As for the question whether India would consider applying paragraph 2, it is not possible to predict decisions that might be taken in future.

U.S. Follow-Up Question: Under what conditions does India include the royalties and license fees? Do these circumstances include where the buyer must pay either directly or indirectly as a condition of sale of the goods being valued? If not, please explain this practice in light of Article 8 of the Customs Valuation Agreement.

Reply: The conditions for inclusion of royalties and license fees are similar to those envisaged in the WTO CVA i.e. where the royalties and licence fees related to the imported goods that the buyer is required to pay, directly or indirectly, as a condition of the sale of the goods being valued, to the extent that such royalties and fees are not included in the price actually paid or payable.

US FQ 16:

(on US 37)

Report by the Secretariat (WT/TPR/S/249):III. TRADE POLICIES AND PRACTICES BY MEASURE: (2) Measures Directly Affecting Imports:(ii) Customs valuation and clearance: Page 40, paragraph 21:

The Secretariat report indicates that a landing charge of 1% of the c.i.f. value is added to the c.i.f. value to calculate transaction value. Does India consider such a charge to be part of the price actually paid or payable for the goods when sold for export to India? If so, please explain this practice in light of the CVA, in particular, paragraph 3(c) of the Note to Article 1, which indicates that the customs value shall not include duties and taxes of the country of importation provided that they are distinguished from the price actually paid or payable for the imported goods?

Reply: Article 8.2 of the CVA states that, in framing its legislation, each Member shall provide for the inclusion in or the exclusion from the customs value, in whole or in part, the loading, unloading and handling charges associated with the transport of the imported goods to the port or place of importation. India has provided for the inclusion in the assessable value of landing charges which represent the cost of unloading and handling charges of the imported goods at the port of importation.

The landing charges do not represent the duties and taxes of the country of importation, viz. India.

U.S. Follow-Up Question: What type of fee does India consider the landing charges to represent if they do not represent the duties and taxes of the country of importation, viz. India? Is the landing charge assessed whether or not the charge is already part of the price paid or payable? Is the landing charge assessed on all imports?

Reply: Landing charges are akin to unloading and handling charges associated with the delivery of the imported goods at the place of importation. They are not a separate fee or duty or tax collected by Indian Customs.

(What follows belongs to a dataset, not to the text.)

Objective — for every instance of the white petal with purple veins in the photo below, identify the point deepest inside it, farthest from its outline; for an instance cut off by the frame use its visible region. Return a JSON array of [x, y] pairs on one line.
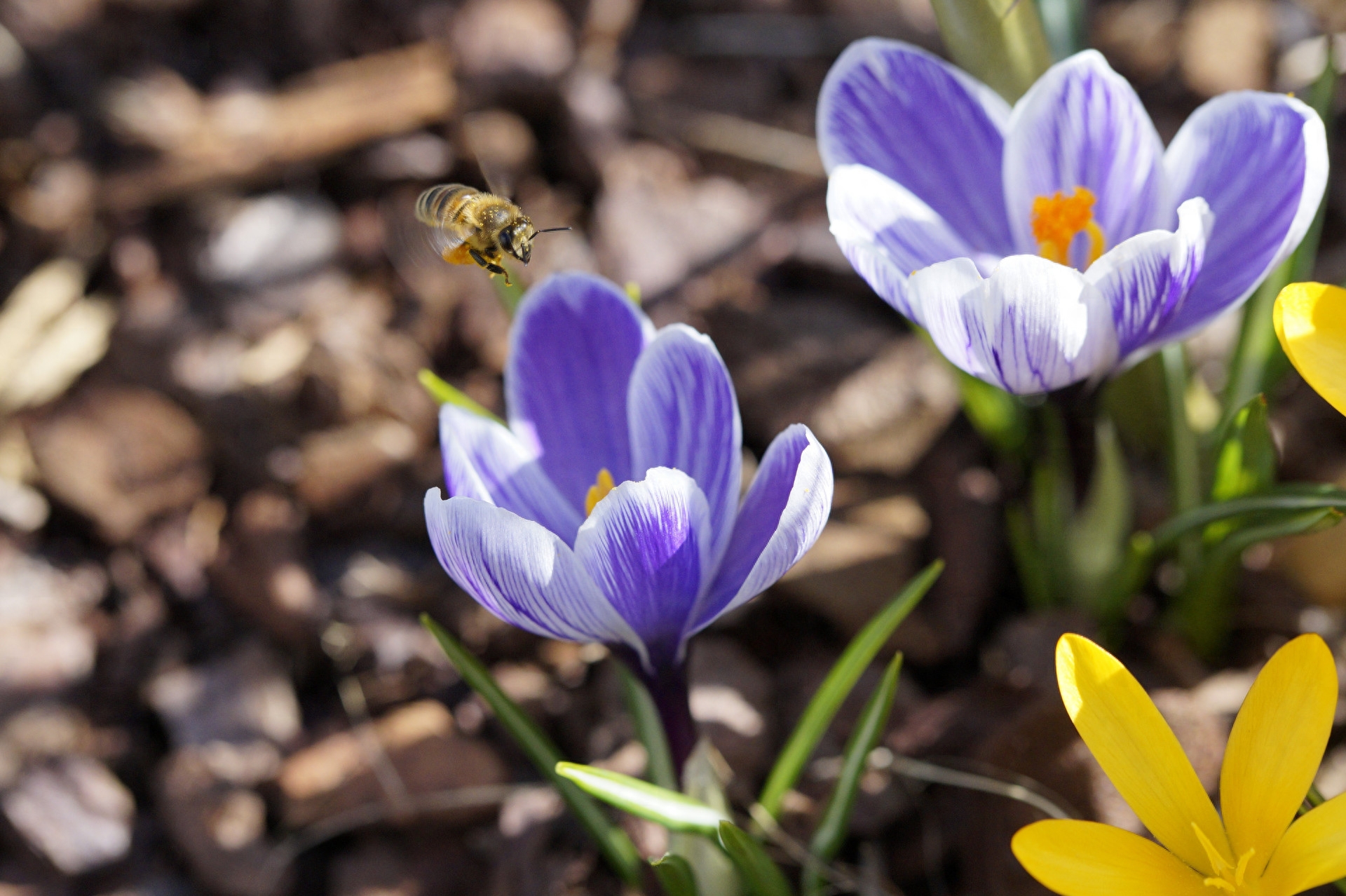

Under Article 1 of the CVA, the customs value of imported goods is the transaction value, that is the price actually paid or payable for the goods when sold for export to the country of importation adjusted in accordance with the provisions of Article 8, provided certain requirements are met. Article 8.2 states that, in framing its legislation, each Member shall provide for the inclusion in or the exclusion from the customs value, in whole or in part, the loading, unloading and handling charges associated with the transport of the imported goods to the port or place of importation. The landing charges are added to the customs value / transaction value, which is the price actually paid or payable for the imported goods.